Gap between benchmark oil price and cost for oilsands blend is widening
Oil prices around the world have risen to their highest levels in years, but Canadian oilsands producers are seeing comparatively less for every barrel because of imbalances in supply and demand.
The benchmark North American oil price, a crude blend known as West Texas Intermediate or WTI, was changing hands for $119 US a barrel on Tuesday — within striking distance of the multi-year high of $120.99 US after Russian President Vladimir Putin’s invasion of Ukraine in February sent the market into turmoil.
WTI is what’s known as a “light, sweet” blend, so-named because it is less dense than “heavy” oils and has much less sulphur content than others that are considered to be “sour” ones. Those chemical qualities make it easier and cheaper to refine, store and ship, which is why WTI has become the prized benchmark for oil prices.
But countless other blends exist, including the type of oil that comes out of Alberta’s oilsands, a heavy and sour mix that’s known as Western Canada Select or WCS. Oilsands crude from Canada almost always trades at a discount to blends like WTI, because it must be diluted before being shipped, and because there are associated transportation difficulties with getting it out of landlocked Alberta and into pipelines or railcars bound for refineries on the U.S. Gulf coast.
Typically that discount is about $10-$15 US a barrel, but recent events have pushed the gap to beyond $20. That’s the widest it’s been since November, and close to the $24-spread seen in the very early days of COVID-19 when the price of oil plunged.
That means that even as WTI flirts with $120 US a barrel, Canadian oilsands producers are still only getting $99 US for their product.
There are a few reasons why, but they all boil down to one basic rule of economics: supply and demand.
Different oil blends require refineries to be calibrated differently to process them, and many refiners aren’t set up to process heavy blends like WCS. During the pandemic, production of many heavy blends slowed to a crawl, which inadvertently helped ensure buyers for WCS.
“For a long time WCS really benefited from the lessened availability of Mexican heavy crude and Venezuelan crude,” said Rory Johnston, founder of oil market data service Commodity Context. “All the other heavy crudes in the region they traditionally competed against, they weren’t there anymore, so WCS was near the only game in town.”
But that’s no longer the case. Production of a heavy Mexican blend known as Mayan crude is surging, as are medium-heavy blends from offshore platforms like Mars and Poseidon.
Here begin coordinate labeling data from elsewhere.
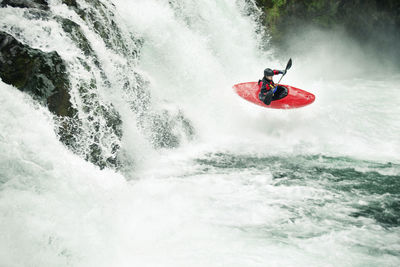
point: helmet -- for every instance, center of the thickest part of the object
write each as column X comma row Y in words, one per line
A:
column 268, row 72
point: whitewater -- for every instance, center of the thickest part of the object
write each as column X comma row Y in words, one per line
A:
column 240, row 186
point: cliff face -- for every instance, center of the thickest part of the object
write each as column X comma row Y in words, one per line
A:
column 372, row 21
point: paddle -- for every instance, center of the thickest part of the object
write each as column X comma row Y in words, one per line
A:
column 288, row 66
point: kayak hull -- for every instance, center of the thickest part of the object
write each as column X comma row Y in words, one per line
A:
column 295, row 97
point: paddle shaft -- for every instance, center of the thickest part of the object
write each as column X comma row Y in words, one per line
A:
column 288, row 66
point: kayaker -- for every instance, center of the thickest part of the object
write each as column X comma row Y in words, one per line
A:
column 268, row 85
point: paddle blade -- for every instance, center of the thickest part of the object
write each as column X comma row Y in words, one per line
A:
column 289, row 65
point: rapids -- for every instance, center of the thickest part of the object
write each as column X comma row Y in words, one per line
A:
column 238, row 185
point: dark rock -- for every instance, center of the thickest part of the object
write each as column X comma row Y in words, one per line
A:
column 43, row 75
column 40, row 4
column 70, row 3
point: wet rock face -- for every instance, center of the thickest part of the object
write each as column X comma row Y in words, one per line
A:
column 41, row 4
column 43, row 75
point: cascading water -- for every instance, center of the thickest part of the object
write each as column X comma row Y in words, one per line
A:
column 191, row 175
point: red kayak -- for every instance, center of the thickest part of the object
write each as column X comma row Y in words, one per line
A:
column 286, row 97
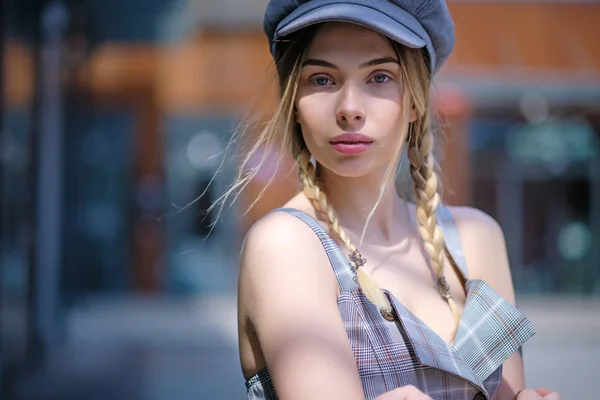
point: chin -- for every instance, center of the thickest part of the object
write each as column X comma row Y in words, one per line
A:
column 350, row 167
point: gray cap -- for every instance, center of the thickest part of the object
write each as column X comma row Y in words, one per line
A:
column 413, row 23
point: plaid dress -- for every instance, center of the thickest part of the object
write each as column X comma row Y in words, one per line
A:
column 390, row 354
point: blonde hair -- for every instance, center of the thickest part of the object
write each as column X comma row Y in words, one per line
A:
column 418, row 136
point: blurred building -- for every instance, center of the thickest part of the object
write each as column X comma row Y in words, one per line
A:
column 113, row 112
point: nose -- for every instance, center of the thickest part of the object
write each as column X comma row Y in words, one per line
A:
column 350, row 113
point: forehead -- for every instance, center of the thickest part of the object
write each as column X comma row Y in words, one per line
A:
column 339, row 39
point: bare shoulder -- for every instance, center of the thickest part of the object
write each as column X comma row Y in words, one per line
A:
column 288, row 295
column 484, row 247
column 282, row 258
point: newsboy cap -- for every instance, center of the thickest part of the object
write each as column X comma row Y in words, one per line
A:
column 413, row 23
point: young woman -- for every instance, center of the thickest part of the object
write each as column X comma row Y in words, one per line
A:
column 353, row 290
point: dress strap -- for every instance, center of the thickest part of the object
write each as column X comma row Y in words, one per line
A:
column 338, row 260
column 452, row 240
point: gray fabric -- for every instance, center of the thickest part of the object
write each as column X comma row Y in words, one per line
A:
column 413, row 23
column 390, row 354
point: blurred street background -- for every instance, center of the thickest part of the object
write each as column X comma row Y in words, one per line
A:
column 115, row 115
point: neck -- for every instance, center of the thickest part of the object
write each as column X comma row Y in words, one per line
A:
column 353, row 200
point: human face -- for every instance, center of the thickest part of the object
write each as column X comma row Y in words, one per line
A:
column 349, row 100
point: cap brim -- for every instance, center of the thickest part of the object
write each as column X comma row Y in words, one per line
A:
column 394, row 28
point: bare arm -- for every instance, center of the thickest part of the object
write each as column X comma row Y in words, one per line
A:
column 485, row 253
column 289, row 292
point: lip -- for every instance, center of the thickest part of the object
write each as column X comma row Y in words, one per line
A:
column 351, row 138
column 351, row 143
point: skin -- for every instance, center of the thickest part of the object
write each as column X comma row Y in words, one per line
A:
column 287, row 290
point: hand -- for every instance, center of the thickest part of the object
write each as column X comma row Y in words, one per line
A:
column 545, row 394
column 406, row 393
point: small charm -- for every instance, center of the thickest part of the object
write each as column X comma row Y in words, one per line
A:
column 444, row 288
column 389, row 315
column 357, row 259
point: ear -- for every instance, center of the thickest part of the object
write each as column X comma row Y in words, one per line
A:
column 412, row 116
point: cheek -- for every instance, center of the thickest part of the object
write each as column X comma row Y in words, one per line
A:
column 313, row 113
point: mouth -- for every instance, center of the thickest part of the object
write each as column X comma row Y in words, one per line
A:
column 351, row 139
column 351, row 143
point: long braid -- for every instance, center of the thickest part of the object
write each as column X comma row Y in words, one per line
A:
column 319, row 200
column 422, row 165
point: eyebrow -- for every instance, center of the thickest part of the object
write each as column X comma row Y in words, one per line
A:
column 370, row 63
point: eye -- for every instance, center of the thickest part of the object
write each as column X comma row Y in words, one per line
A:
column 380, row 78
column 321, row 81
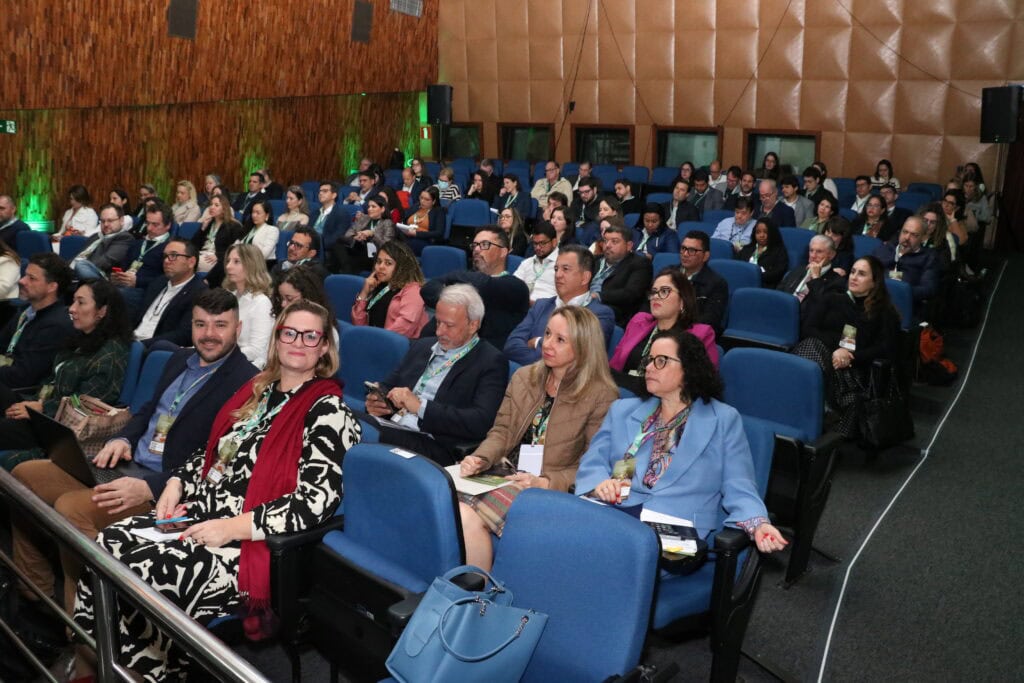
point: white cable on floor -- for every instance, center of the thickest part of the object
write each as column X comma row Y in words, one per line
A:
column 925, row 454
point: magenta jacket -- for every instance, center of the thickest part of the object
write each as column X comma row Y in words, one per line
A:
column 641, row 325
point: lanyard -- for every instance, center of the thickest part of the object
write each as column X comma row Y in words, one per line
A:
column 377, row 297
column 431, row 374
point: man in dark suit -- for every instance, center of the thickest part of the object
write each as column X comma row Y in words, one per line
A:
column 446, row 389
column 167, row 309
column 622, row 279
column 172, row 426
column 711, row 289
column 573, row 270
column 817, row 276
column 10, row 224
column 31, row 340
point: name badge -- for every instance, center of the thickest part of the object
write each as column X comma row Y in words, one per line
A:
column 531, row 459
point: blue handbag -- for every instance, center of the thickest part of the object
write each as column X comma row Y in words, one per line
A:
column 461, row 635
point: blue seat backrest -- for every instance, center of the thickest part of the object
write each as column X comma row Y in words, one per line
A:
column 566, row 569
column 153, row 369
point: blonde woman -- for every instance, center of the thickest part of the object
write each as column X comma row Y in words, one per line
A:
column 185, row 208
column 552, row 407
column 246, row 276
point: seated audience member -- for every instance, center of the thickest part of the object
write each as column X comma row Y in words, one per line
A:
column 711, row 289
column 739, row 229
column 244, row 203
column 780, row 214
column 31, row 340
column 872, row 221
column 555, row 404
column 846, row 359
column 825, row 210
column 166, row 311
column 656, row 237
column 10, row 224
column 688, row 451
column 551, row 182
column 678, row 210
column 910, row 261
column 817, row 278
column 802, row 207
column 246, row 276
column 621, row 278
column 510, row 221
column 624, row 193
column 894, row 215
column 538, row 270
column 884, row 175
column 303, row 249
column 767, row 251
column 390, row 296
column 104, row 250
column 744, row 189
column 506, row 298
column 573, row 270
column 356, row 250
column 185, row 208
column 448, row 388
column 704, row 197
column 512, row 196
column 673, row 304
column 218, row 231
column 157, row 440
column 838, row 229
column 274, row 452
column 80, row 218
column 259, row 230
column 448, row 188
column 297, row 214
column 425, row 221
column 91, row 361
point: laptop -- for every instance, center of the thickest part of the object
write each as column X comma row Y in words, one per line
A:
column 62, row 449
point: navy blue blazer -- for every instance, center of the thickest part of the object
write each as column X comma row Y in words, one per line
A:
column 192, row 428
column 467, row 400
column 537, row 319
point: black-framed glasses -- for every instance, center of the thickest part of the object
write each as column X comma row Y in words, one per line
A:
column 310, row 338
column 662, row 293
column 659, row 360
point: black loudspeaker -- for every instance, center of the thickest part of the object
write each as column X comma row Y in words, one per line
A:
column 1000, row 114
column 439, row 104
column 181, row 18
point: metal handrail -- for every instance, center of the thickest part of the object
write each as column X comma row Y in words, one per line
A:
column 111, row 575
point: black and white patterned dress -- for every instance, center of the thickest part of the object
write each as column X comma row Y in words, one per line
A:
column 203, row 581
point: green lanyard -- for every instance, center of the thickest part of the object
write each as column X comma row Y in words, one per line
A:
column 429, row 375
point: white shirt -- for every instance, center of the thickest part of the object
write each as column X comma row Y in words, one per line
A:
column 256, row 314
column 539, row 275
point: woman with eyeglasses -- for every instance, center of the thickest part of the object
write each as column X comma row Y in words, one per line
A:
column 679, row 450
column 673, row 306
column 246, row 276
column 551, row 410
column 390, row 296
column 272, row 465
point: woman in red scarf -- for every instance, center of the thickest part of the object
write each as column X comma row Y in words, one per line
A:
column 272, row 465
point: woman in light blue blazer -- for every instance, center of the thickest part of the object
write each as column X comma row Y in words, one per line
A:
column 680, row 451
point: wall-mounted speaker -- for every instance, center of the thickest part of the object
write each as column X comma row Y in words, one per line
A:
column 439, row 104
column 1000, row 114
The result is that refiners who take those heavy blends have no shortage of supply, so they can afford to be choosier on what to pay for it and who to buy it from.
“You have more options, so you’re not taking as much as you’re used to,” is how energy analyst Fernando Valle with Bloomberg Intelligence describes the mindset of U.S. heavy crude refiners right now.
That demand slowdown is coming against the backdrop of an uptick in supply out of Alberta, too. May is typically a slower month for oil production in Canada’s oil patch because the changing weather results in what Valle calls a “melt-off.”
“It’s hard to move rigs because the ground thaws, so there’s typically a decline,” he said in an interview. It’s why many facilities shut down either voluntarily or involuntarily every spring, but early indications are that production is going to rebound strongly this summer. And all that excess Canadian oil is already starting to pile up.
Canadian oil inventories are already at their highest level since 2019, and they’re poised to increase this month, according to Bloomberg data. Against the backdrop of that excess supply and lower demand, a widening price gap for Canadian oil makes perfect sense.